Yuan stays at strong-side limit until last-minute fall

* Yuan opens at strong-side limit of trading band

* Last-minute weakening reverses the day's gains

* Traders say c.bank intervention possible

* May signal end to stronger fixes to stem appreciation

(Updates to close; adds graphic)

SHANGHAI, Oct 26 (Reuters) - China's yuan hit its strong-side limit with Friday's first trade and firmly hugged the trading band boundary all day until weakening suddenly before the market close.

The yuan opened at the lower limit of 6.2380, its strongest level ever, and held steady until just before 4 pm (0800 GMT), when it dropped to a close of 6.2489, reversing all of the day's gains.

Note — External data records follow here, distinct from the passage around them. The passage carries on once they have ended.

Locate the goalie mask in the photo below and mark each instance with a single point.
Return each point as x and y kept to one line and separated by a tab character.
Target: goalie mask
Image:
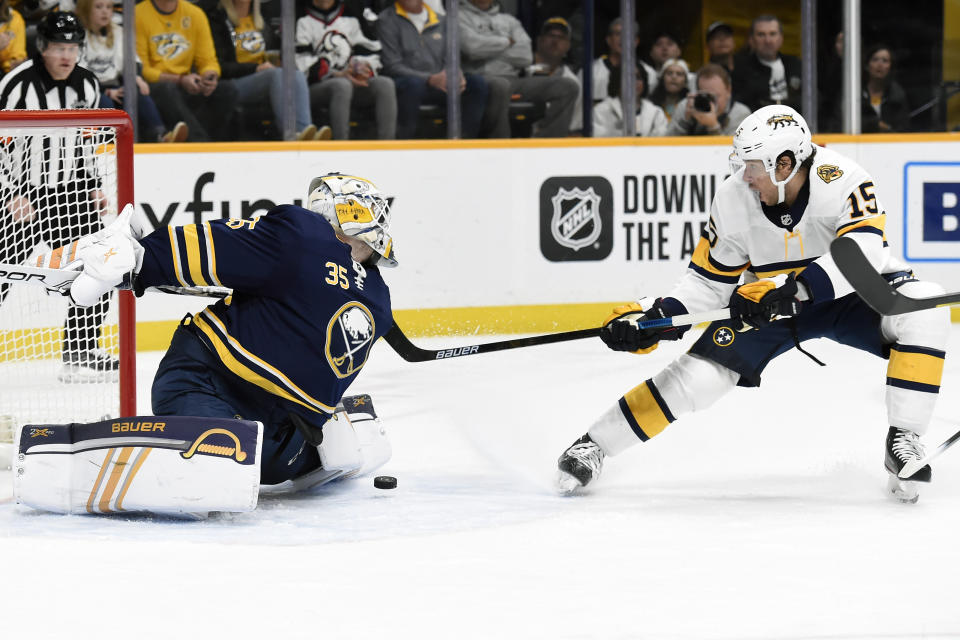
356	208
767	133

Traders suggested the sudden weakening was due to central bank intervention through state-owned financial institutions, and that it signaled that the People's Bank of China was unlikely to allow the yuan to appreciate further through stronger mid-point fixes. ``We guess that there is a good possibility that the central bank intervened, although we don't fully know the particulars,'' said a trader at a city commercial bank in Shanghai.

The PBOC set its daily midpoint at 6.3010 versus the dollar on Friday morning, the strongest midpoint level since June 20. That granted the yuan more space to appreciate after the currency closed at its strong-side limit of 6.2417 on Thursday.

Thursday marked the first time on record that spot yuan has bumped up against the strong-side limit. The central bank allows the exchange rate to rise or fall by 1 percent from the mid-point it sets each morning. That band was increased from 0.5 percent in April this year.

Some analysts have speculated in recent weeks that the PBOC is intervening to strengthen the currency in response to anti-China rhetoric in the U.S. presidential election campaign.

But recent events suggest that the PBOC's stronger fixings have primarily acted as a restraint against what authorities might consider excessive appreciation, rather than the cause of such appreciation.

APPRECIATION TREND

Traders say that demand from both corporations and banks is behind the yuan's rally. With the appreciation trend seemingly entrenched, market participants fear delaying their yuan purchases will mean paying a higher price.

``The feeling now is you're going to take losses if you wait,'' said a trader at a mid-sized Chinese bank in Shanghai.

That concern marks a full reversal from earlier this year, when yuan depreciation and the dollar's strength in global markets prompted both corporates and banks to build up their dollar holdings.

The yuan has now gained 2.4 percent since hitting a year low on July 25 and 0.7 percent since the start of 2012.

Indeed, traders say the urgency to trade dollars for yuan stems from the need to unwind long dollar positions that market players built up earlier this year.

``Dealers have also taken on a lot of dollars (earlier this year), but now everyone is inclined to sell them. No one is willing to hold dollars. So there are no bids (for dollars),'' said a trader at a joint-stock bank in Shanghai.

Traders mostly doubt that the yuan hitting its upper limit will prompt the central bank to expand the yuan's daily trading band for a second time in a single year.

A more likely outcome, they say, is incremental reform to the way the midpoint is set. Officially, the midpoint is a weighted average of contributions from all dealers in the China Foreign Exchange Trade System, China's interbank market.

But market players widely view the midpoint as an expression of the central bank's intentions for the currency. The dealer banks whose contributions get the most weight in setting the midpoint are state-owned enterprises subject to government influence.